With what we now know about some of the cost-effective interventions cited above, we could make significant reductions in the burden of disease related to loss of vision. Although waiting for someone to have a condition and then remedying the situation is not a particularly common “public health” recommendation, given the costs of and knowledge of prevention at this point, we can strongly recommend surgery both for cataract (the primary option) and for trachoma (apparently a better use of resources than mass treatment with antibiotics—even if not acceptable on a humanitarian basis).
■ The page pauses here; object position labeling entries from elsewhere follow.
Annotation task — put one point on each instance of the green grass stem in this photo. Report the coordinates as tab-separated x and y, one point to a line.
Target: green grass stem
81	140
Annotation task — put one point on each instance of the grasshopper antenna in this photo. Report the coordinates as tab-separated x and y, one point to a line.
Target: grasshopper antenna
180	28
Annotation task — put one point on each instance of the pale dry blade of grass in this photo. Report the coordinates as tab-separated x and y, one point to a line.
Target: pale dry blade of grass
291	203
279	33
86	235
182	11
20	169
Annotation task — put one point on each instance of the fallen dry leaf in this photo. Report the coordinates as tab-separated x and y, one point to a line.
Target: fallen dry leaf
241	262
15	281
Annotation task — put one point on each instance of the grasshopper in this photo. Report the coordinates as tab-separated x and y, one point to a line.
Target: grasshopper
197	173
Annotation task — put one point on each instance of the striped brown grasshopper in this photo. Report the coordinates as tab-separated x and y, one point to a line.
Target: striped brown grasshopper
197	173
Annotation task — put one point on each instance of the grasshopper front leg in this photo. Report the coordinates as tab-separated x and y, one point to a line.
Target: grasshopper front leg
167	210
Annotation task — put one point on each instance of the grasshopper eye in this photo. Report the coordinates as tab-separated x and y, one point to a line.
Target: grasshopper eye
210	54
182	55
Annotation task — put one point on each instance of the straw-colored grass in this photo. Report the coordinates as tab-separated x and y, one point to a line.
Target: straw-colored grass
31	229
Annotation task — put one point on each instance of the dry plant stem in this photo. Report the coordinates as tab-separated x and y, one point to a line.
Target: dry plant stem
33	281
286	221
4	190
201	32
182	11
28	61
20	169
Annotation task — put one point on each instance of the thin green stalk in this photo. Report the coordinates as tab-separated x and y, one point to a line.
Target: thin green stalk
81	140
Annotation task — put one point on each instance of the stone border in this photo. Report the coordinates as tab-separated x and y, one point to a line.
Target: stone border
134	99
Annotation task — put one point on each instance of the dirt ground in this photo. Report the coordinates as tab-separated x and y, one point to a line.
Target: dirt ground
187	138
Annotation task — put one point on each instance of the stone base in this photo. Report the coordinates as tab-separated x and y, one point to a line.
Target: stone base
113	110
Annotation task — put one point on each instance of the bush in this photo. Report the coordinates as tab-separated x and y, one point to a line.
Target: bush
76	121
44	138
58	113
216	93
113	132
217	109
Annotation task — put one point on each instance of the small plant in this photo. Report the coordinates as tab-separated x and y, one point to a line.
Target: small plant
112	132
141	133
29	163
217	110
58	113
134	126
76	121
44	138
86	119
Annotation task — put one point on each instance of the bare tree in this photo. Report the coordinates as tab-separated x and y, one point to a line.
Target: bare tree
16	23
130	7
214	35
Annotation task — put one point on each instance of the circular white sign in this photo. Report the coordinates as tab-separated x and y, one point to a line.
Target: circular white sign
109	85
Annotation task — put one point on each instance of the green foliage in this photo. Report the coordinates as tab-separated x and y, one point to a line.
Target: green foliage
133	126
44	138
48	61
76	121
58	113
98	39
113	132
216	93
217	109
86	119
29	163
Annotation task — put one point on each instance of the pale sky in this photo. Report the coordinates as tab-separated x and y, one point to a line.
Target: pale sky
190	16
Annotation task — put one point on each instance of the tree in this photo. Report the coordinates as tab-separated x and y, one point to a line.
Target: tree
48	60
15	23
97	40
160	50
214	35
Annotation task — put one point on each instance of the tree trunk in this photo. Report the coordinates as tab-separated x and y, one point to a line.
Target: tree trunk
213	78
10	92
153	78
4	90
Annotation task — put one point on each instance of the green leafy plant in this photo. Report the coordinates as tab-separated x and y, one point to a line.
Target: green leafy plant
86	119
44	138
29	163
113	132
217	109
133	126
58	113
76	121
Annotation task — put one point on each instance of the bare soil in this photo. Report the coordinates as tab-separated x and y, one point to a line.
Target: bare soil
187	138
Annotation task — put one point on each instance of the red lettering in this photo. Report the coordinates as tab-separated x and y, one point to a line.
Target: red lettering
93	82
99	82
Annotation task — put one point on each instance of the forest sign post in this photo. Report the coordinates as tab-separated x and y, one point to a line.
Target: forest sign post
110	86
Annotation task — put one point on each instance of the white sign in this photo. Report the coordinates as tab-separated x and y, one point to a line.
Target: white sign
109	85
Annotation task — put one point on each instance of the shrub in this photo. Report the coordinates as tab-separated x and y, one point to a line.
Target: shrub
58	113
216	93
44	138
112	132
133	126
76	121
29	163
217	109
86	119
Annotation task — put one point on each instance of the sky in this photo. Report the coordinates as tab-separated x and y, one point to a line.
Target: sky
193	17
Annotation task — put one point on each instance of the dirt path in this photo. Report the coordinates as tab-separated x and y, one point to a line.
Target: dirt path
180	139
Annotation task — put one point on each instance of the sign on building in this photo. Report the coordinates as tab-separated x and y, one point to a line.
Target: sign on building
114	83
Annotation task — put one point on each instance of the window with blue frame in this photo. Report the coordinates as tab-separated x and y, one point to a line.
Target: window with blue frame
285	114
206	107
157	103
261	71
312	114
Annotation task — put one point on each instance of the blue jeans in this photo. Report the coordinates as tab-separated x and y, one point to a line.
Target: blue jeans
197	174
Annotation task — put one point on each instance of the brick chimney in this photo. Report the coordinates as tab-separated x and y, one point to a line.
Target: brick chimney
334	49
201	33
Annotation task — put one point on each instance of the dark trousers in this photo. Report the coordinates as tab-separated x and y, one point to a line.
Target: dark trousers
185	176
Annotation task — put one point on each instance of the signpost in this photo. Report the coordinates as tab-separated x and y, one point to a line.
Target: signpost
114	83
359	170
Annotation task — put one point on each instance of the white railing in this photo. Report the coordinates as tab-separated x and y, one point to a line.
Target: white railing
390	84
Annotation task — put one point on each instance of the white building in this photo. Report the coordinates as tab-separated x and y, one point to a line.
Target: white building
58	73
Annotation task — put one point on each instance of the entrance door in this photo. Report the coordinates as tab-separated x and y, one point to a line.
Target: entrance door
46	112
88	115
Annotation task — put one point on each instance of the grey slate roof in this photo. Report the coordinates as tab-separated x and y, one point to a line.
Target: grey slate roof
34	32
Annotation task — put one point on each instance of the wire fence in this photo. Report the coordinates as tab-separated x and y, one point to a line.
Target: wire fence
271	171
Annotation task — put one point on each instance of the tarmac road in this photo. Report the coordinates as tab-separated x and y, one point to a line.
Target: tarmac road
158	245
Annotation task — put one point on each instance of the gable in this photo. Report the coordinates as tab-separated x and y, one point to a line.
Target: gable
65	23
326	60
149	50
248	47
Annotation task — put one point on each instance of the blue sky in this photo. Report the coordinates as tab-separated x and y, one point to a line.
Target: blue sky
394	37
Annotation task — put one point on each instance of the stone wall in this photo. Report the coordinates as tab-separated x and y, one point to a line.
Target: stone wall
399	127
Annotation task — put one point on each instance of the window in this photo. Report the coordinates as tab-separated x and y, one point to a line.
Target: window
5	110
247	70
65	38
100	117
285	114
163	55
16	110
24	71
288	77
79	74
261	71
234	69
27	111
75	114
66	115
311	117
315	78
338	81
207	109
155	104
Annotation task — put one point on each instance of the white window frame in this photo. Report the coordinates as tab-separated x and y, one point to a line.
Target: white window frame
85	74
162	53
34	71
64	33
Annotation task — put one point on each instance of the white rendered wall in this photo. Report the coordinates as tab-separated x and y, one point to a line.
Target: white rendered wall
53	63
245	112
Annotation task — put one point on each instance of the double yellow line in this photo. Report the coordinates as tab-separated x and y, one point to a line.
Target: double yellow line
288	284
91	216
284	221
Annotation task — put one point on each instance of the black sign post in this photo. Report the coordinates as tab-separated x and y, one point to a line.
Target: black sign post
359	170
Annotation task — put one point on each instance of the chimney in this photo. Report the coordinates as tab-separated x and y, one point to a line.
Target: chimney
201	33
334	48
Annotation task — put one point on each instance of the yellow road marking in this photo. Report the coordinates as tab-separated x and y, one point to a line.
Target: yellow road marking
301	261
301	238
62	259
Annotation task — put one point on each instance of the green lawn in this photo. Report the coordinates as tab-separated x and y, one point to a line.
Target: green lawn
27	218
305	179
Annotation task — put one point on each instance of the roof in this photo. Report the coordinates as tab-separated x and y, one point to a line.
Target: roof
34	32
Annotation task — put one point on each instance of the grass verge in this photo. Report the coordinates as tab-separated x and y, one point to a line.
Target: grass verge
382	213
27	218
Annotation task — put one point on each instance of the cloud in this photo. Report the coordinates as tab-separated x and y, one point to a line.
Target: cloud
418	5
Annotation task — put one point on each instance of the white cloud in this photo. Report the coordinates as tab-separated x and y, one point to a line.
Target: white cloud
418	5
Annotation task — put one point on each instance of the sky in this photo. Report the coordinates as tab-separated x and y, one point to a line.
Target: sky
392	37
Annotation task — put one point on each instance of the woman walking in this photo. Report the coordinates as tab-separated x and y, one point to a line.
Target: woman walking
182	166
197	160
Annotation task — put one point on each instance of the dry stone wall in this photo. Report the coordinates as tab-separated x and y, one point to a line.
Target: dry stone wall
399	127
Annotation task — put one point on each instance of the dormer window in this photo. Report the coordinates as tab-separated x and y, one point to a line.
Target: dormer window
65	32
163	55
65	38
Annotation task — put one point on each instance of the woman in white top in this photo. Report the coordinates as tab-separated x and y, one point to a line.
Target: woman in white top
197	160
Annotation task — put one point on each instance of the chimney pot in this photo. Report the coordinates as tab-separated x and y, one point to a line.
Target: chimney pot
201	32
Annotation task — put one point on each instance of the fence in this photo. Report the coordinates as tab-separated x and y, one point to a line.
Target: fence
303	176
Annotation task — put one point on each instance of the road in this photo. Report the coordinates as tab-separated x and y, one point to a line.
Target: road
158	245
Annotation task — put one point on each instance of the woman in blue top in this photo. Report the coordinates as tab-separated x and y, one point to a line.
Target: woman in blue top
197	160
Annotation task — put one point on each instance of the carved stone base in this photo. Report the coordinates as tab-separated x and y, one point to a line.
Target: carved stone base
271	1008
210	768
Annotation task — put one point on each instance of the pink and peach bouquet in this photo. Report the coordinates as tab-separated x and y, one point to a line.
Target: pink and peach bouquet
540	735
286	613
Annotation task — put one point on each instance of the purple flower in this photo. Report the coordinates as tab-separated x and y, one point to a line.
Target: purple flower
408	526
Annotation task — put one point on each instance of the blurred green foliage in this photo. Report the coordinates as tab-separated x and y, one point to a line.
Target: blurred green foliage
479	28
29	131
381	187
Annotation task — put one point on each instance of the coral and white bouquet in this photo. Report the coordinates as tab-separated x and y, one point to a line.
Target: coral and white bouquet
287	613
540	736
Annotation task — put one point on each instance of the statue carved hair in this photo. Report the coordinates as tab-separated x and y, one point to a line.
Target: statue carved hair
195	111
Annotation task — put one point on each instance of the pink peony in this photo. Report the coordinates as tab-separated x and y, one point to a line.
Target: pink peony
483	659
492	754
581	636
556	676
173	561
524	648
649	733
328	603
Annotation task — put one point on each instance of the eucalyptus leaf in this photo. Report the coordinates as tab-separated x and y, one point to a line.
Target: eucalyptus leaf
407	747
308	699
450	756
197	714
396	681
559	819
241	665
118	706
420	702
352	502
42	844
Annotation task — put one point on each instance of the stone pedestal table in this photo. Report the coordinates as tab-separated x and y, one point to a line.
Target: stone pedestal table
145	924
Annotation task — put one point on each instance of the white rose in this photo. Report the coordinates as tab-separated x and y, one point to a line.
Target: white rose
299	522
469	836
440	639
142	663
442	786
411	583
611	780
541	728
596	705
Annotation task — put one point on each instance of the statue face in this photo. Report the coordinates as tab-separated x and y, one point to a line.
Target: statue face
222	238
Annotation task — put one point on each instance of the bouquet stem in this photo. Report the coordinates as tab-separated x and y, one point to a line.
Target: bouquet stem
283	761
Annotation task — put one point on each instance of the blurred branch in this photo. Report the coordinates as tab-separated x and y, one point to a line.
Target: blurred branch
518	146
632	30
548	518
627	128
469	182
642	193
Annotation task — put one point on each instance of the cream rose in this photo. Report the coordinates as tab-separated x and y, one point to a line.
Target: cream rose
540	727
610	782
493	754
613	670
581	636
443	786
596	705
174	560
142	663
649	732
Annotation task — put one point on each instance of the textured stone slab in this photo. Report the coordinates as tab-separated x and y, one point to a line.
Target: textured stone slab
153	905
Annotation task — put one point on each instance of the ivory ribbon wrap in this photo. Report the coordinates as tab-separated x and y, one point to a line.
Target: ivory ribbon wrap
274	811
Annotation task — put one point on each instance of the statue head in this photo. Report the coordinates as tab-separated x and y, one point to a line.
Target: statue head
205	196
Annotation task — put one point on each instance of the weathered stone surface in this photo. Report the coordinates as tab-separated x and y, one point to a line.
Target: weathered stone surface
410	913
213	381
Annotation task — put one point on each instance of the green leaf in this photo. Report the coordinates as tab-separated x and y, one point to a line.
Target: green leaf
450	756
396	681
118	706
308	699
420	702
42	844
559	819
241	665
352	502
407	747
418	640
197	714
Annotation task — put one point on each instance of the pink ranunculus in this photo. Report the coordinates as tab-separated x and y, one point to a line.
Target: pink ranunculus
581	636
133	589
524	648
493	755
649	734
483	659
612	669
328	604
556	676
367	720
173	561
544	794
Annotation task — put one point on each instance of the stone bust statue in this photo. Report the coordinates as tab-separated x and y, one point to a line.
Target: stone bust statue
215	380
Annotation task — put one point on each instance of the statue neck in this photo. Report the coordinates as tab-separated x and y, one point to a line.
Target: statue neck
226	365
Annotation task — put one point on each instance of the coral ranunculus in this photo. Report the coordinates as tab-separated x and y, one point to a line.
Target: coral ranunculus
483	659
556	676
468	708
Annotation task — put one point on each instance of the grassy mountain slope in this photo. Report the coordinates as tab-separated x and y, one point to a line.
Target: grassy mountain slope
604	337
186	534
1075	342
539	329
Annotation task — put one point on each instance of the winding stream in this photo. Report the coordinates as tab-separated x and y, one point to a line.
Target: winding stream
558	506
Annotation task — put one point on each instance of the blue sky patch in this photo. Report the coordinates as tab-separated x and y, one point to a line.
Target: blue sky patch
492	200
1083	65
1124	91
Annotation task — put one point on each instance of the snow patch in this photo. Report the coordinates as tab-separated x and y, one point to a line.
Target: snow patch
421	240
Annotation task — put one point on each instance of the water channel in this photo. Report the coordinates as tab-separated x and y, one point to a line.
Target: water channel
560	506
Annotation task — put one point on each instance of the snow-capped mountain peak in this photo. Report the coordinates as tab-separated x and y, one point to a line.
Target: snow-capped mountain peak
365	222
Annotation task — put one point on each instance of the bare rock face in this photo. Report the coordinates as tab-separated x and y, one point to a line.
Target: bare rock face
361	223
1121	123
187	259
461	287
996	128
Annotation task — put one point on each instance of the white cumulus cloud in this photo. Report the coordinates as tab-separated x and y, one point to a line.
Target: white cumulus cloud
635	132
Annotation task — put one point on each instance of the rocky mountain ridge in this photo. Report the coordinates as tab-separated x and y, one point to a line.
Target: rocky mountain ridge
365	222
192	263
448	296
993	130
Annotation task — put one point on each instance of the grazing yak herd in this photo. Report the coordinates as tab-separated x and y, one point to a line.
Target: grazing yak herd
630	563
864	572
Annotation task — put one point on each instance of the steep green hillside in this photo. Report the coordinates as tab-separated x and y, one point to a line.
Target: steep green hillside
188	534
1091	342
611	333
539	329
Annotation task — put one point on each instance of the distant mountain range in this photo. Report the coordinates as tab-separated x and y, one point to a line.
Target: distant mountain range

For example, clearing the backlog of cataract surgery globally could reduce the DALYs associated with vision loss by more than half. Hearing loss interventions have only begun to demonstrate their potential effectiveness in developing countries, and no cost work has been done in these settings. Furthermore, although the means to reduce the burden of adult-onset hearing loss are not as straightforward nor as easily applied, eliminating adult hearing loss would avoid slightly more YLDs than eliminating the cataract surgery backlog. The data suggest that these interventions (particularly cataract surgery) are relatively cost-effective, but a lack of political will, a failure to recognize that steps can be taken now, insufficient capacity within ministries of health to carry out the known beneficial interventions, and, finally, a lack of equipment or funding for the programs still remain barriers to alleviating disabilities related to vision and hearing loss.